A sign above the former Ess-a-Bagel shop announces that the Grill 21 space and others are available. (Photo by Sabina Mollot)

A sign above the former Ess-a-Bagel shop announces that the Grill 21 space and others are available. (Photo by Sabina Mollot)

By Sabina Mollot

Back in January, Town & Village reported that three neighboring restaurants, Ess-a-Bagel, Grill 21 and Rose restaurant, had lost their leases. Then a couple of weeks ago, a sign went up over the former Ess-a-Bagel space (soon to be home to Tal Bagels) saying the spaces around the corner were also now on the market. Grill 21 is still there as is the shoe repair shop next door as is a small storefront that’s vacant and had been used for storage by Ess-a-Bagel.

The real estate firm listing the spaces is Walker Malloy and according to the exclusive broker for those listings, Eric Fisher, the owner of the building is looking for anything “neighborhood service related” to fill the space.

Additionally, while all three storefronts are being listed, Fisher said that “ideally,” the shoe repair shop can remain.

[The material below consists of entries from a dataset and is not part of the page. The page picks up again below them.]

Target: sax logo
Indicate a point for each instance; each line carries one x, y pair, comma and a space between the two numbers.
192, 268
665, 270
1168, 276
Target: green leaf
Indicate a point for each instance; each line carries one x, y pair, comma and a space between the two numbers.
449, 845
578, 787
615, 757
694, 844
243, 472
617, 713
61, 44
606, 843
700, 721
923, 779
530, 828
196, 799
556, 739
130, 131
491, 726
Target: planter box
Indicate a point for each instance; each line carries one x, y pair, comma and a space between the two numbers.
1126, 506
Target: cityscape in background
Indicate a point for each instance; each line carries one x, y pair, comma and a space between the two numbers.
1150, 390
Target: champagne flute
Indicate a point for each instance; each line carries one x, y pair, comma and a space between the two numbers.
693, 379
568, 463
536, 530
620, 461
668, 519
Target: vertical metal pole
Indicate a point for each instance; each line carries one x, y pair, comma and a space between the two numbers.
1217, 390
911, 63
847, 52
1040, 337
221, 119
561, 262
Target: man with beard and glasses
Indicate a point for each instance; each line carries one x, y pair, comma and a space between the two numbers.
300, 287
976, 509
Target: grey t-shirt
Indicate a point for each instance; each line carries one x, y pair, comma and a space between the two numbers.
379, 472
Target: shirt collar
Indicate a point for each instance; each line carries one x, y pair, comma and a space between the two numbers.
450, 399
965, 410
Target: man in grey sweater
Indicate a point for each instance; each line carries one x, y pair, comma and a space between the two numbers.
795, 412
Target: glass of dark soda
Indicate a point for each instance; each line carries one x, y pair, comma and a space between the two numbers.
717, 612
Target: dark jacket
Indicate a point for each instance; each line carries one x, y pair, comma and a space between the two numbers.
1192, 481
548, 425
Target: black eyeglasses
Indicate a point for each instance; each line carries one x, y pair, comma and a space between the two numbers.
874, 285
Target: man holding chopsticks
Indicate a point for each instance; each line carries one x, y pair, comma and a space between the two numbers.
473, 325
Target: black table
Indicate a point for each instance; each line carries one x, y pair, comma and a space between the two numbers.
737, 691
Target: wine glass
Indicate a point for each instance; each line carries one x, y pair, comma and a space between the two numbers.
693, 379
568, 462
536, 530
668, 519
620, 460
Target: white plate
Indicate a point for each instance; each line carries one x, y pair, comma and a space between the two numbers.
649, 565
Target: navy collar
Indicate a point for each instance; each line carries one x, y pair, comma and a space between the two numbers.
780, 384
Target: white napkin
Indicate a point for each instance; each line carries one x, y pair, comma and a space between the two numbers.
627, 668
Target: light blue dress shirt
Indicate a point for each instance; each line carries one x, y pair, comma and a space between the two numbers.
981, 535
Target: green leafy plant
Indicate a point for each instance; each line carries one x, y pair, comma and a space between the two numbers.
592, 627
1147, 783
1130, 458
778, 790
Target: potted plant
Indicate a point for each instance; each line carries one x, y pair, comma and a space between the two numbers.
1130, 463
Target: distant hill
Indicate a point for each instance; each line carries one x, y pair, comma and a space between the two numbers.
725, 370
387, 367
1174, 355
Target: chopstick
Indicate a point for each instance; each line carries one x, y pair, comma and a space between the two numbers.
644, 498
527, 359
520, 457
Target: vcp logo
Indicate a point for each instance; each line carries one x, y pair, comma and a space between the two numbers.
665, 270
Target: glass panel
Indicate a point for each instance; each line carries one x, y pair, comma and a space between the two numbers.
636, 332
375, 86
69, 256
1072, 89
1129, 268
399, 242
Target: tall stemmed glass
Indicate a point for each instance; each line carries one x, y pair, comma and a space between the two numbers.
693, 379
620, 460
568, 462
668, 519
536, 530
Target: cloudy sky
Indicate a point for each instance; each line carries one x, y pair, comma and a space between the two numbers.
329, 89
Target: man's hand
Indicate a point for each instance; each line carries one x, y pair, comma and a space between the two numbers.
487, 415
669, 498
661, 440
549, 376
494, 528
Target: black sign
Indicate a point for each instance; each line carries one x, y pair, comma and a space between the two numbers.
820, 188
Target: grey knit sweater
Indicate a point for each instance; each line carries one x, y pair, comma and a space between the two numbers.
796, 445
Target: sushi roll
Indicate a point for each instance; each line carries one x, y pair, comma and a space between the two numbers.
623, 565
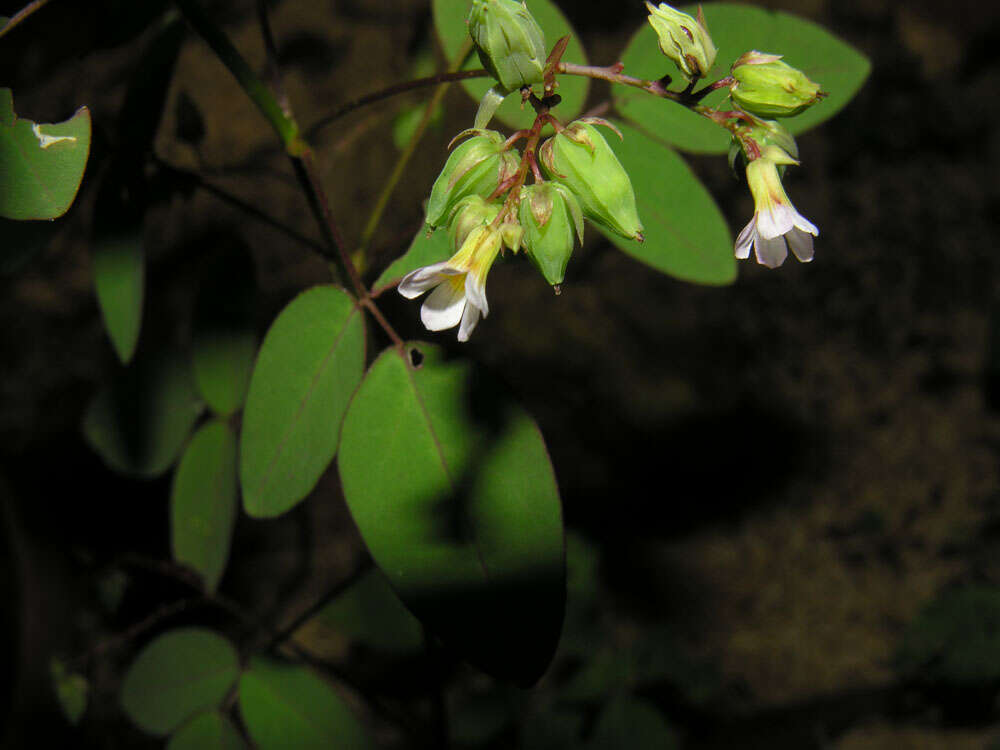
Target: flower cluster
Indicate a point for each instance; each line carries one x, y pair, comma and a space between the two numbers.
484, 198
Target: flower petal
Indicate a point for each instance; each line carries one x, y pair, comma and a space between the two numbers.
801, 244
476, 293
420, 280
745, 240
469, 320
771, 252
445, 305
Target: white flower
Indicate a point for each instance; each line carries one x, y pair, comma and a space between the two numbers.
459, 284
775, 225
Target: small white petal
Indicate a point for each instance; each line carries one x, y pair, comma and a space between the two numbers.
443, 308
775, 221
801, 244
771, 252
420, 280
469, 320
805, 225
745, 240
476, 294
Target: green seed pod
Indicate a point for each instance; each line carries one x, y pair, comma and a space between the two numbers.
550, 215
751, 140
683, 39
476, 167
766, 86
469, 213
579, 158
510, 42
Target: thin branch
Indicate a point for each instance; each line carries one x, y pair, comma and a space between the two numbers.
22, 14
196, 180
289, 630
386, 93
404, 159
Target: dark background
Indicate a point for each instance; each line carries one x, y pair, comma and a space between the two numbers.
782, 473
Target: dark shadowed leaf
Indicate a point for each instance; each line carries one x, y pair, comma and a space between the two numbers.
423, 251
119, 263
836, 66
41, 165
207, 731
686, 235
451, 487
224, 341
203, 502
453, 32
310, 363
370, 613
286, 706
181, 673
71, 690
632, 723
138, 423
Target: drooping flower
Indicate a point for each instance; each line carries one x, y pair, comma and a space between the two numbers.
459, 283
776, 225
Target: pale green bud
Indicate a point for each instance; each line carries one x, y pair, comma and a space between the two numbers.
764, 85
579, 158
683, 39
476, 167
470, 212
550, 216
752, 140
510, 42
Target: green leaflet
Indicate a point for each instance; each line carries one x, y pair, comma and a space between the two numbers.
451, 487
41, 165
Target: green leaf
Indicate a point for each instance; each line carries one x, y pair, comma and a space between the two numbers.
451, 488
225, 342
179, 674
955, 640
632, 723
203, 502
835, 65
686, 235
450, 21
207, 731
286, 706
22, 240
310, 363
41, 165
369, 612
138, 423
423, 251
119, 264
71, 689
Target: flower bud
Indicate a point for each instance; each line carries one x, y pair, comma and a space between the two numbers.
683, 39
550, 216
766, 86
510, 42
579, 158
476, 167
469, 213
751, 140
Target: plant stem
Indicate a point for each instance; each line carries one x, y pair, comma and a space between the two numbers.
383, 200
22, 14
399, 88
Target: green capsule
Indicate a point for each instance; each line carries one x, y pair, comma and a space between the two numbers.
510, 42
764, 85
476, 167
550, 216
684, 39
579, 158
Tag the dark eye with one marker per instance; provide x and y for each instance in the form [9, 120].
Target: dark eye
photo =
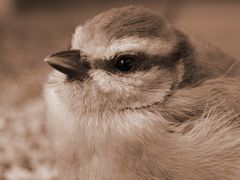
[125, 64]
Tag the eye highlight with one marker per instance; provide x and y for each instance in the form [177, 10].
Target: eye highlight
[125, 64]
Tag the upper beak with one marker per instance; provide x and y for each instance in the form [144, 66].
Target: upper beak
[69, 63]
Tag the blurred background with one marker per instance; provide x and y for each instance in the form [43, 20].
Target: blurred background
[30, 30]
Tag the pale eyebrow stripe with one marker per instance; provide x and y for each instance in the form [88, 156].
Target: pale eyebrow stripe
[151, 46]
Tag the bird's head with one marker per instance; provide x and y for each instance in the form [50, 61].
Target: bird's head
[123, 58]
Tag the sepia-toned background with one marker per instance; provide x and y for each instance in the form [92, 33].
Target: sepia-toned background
[32, 29]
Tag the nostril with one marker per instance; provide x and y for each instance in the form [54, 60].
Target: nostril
[69, 63]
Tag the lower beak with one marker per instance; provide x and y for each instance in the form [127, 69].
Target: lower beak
[69, 63]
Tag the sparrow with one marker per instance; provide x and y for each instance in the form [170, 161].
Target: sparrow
[135, 98]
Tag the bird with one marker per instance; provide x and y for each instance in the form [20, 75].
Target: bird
[136, 98]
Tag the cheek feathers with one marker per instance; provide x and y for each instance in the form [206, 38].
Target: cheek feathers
[151, 81]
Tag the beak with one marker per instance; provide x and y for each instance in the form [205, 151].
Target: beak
[69, 63]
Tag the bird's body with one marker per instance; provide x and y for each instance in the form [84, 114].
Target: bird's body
[136, 99]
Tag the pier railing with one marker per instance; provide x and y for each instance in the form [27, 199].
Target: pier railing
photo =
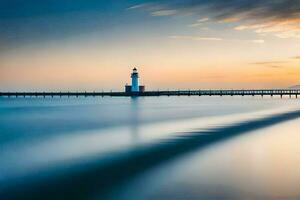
[274, 92]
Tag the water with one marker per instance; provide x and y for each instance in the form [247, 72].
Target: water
[149, 148]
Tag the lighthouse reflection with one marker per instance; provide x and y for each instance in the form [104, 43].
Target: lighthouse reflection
[134, 118]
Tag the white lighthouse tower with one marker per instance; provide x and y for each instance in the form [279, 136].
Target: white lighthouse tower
[134, 80]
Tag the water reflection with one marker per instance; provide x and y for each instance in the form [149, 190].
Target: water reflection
[263, 164]
[134, 118]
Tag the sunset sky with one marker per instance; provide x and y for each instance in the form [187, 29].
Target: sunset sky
[186, 44]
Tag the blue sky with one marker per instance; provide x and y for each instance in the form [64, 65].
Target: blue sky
[77, 44]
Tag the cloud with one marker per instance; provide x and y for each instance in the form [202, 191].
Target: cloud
[278, 17]
[269, 63]
[258, 41]
[163, 13]
[196, 38]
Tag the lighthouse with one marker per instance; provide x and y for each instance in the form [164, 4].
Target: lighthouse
[134, 80]
[134, 88]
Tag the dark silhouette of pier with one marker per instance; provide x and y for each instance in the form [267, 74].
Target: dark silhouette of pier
[274, 92]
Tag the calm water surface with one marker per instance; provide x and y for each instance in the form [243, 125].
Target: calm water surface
[150, 148]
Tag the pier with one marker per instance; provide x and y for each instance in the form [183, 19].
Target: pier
[275, 92]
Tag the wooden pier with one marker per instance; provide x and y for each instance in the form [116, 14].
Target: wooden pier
[275, 92]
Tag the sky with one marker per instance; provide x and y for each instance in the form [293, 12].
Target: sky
[78, 45]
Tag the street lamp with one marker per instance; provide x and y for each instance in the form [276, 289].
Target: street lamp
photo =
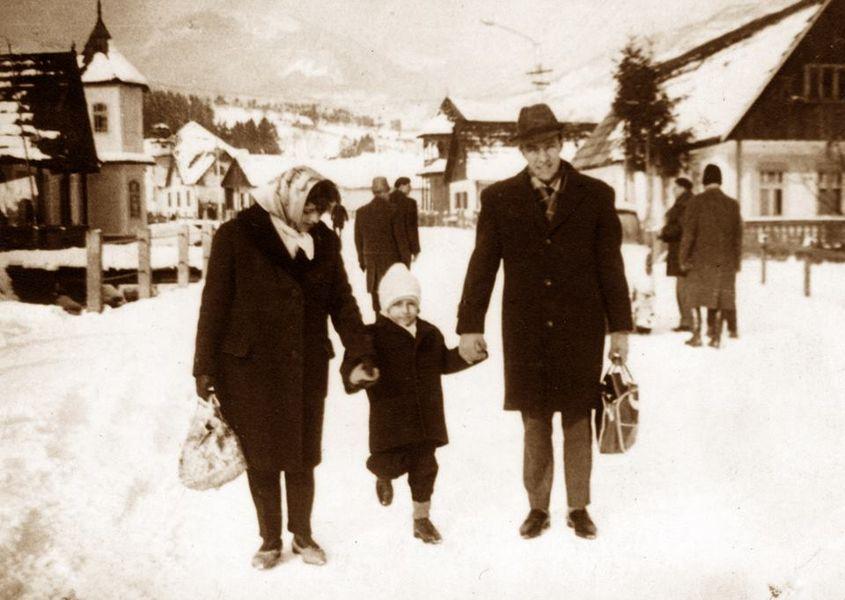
[538, 72]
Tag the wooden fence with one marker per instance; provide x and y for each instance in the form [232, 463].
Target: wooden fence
[94, 267]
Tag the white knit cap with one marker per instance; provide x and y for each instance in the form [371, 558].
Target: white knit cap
[398, 283]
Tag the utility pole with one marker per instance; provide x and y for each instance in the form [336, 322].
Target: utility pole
[538, 73]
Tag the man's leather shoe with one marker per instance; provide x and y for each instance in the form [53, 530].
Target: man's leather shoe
[535, 523]
[581, 522]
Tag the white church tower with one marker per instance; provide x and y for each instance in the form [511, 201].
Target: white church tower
[114, 90]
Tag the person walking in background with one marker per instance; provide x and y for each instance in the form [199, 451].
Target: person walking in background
[671, 234]
[380, 237]
[711, 254]
[275, 276]
[407, 207]
[407, 420]
[339, 217]
[558, 235]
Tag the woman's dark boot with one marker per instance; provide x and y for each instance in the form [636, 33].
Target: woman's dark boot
[695, 340]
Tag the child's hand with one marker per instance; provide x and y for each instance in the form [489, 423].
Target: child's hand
[364, 375]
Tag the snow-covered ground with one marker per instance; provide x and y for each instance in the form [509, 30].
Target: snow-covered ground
[735, 485]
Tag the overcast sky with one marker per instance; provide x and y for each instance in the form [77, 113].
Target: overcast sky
[440, 38]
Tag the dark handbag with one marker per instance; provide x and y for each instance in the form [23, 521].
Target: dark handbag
[617, 419]
[211, 454]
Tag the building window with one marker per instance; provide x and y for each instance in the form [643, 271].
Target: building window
[771, 193]
[101, 118]
[461, 200]
[824, 83]
[134, 200]
[830, 193]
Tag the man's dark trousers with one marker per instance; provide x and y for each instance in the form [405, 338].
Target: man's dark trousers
[538, 458]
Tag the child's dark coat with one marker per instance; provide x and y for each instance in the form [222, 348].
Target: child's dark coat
[406, 404]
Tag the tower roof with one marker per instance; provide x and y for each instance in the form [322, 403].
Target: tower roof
[101, 62]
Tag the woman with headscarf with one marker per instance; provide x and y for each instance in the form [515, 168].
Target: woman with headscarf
[275, 276]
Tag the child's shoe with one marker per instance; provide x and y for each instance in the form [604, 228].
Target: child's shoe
[310, 550]
[268, 556]
[384, 491]
[425, 530]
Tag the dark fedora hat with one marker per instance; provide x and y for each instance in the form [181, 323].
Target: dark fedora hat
[535, 121]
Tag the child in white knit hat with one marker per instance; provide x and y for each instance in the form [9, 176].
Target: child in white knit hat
[407, 421]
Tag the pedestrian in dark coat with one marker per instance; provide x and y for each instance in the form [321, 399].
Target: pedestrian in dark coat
[557, 233]
[407, 420]
[380, 237]
[275, 276]
[407, 206]
[671, 235]
[711, 252]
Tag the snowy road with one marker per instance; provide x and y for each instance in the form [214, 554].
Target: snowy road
[736, 483]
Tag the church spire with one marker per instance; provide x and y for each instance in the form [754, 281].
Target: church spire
[98, 41]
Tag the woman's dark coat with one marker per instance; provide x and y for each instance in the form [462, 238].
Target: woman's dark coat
[564, 287]
[380, 239]
[711, 249]
[672, 233]
[263, 335]
[406, 404]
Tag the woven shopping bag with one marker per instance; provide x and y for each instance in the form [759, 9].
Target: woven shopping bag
[211, 454]
[618, 417]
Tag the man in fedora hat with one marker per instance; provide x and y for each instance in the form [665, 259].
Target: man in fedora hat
[557, 233]
[380, 237]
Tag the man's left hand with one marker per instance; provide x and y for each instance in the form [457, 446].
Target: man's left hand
[619, 346]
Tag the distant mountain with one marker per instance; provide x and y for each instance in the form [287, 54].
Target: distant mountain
[210, 51]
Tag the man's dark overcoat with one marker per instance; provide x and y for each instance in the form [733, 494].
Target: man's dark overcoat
[263, 335]
[711, 249]
[564, 288]
[380, 239]
[672, 233]
[406, 404]
[407, 206]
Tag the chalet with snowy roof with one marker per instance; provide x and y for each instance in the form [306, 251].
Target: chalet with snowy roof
[765, 102]
[46, 150]
[466, 147]
[193, 185]
[247, 172]
[114, 90]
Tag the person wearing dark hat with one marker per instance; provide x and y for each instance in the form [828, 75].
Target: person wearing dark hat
[711, 254]
[407, 207]
[557, 233]
[671, 235]
[380, 237]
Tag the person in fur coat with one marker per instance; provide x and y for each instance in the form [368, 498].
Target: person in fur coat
[407, 421]
[275, 277]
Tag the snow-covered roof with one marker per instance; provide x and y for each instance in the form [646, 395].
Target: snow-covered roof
[493, 164]
[111, 67]
[196, 150]
[717, 83]
[435, 167]
[439, 124]
[358, 172]
[43, 113]
[261, 169]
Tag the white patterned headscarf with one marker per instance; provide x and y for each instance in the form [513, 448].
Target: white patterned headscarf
[284, 198]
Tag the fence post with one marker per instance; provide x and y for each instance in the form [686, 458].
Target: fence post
[807, 271]
[94, 270]
[206, 247]
[182, 271]
[145, 273]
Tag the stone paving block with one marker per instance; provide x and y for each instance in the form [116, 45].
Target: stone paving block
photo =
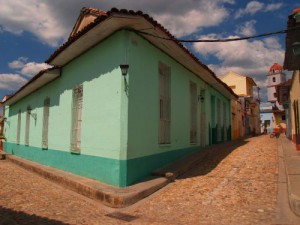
[293, 165]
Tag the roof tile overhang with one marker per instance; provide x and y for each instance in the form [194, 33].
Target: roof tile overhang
[114, 20]
[293, 35]
[39, 80]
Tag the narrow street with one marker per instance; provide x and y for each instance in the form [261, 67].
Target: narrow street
[235, 185]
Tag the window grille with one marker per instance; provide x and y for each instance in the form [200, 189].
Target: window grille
[45, 123]
[19, 127]
[27, 125]
[164, 104]
[76, 119]
[193, 112]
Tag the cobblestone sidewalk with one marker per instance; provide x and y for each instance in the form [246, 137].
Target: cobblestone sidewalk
[231, 186]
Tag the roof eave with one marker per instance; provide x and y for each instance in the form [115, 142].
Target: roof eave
[41, 79]
[104, 26]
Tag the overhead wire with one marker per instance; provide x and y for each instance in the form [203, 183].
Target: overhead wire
[220, 40]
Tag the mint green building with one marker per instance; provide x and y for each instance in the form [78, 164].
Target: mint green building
[84, 116]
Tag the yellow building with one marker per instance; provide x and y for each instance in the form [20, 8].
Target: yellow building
[245, 118]
[292, 63]
[295, 108]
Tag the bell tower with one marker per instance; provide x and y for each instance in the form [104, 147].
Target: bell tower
[275, 77]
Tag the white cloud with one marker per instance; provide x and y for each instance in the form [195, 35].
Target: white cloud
[11, 81]
[193, 19]
[17, 64]
[31, 16]
[52, 20]
[273, 6]
[254, 7]
[252, 58]
[246, 29]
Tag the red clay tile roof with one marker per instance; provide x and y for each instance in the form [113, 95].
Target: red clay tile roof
[30, 81]
[93, 11]
[103, 16]
[276, 66]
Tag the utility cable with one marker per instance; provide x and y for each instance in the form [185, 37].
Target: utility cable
[221, 40]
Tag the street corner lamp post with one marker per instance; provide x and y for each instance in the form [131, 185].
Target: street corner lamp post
[296, 49]
[124, 69]
[200, 98]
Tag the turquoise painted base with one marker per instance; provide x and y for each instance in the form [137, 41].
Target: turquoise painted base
[102, 169]
[120, 173]
[141, 168]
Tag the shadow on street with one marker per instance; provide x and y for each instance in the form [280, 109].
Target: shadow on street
[215, 154]
[12, 217]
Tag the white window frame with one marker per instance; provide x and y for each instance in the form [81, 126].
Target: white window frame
[45, 123]
[76, 119]
[164, 104]
[19, 127]
[193, 113]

“We have allegiance to the cobbler,” he said, although the owner would be willing to relocate the shop somehow. The listing notes that parcels of the property can be combined, and the now vacant storage space could be used as traditional retail. The storefronts have actually been getting marketed “very softly” for the past few months, said Fisher, but that changed earlier this month with the sign going up. The only type of retail Fisher could think of that the landlord, an LLC owned by L&M Development CEO Ron Moelis and others, doesn’t want, is a liquor store. The listing described the space, on East 21st Street west of First Avenue, as “ideal for a wine bar or a commissary kitchen.”

Prices also have been made available with the vacant space at 380 square feet going for $4,750. The 415-square-foot shoe repair shop is listed as $5,190 a month and the 715-square-foot Grill 21 is listed as being $8,940.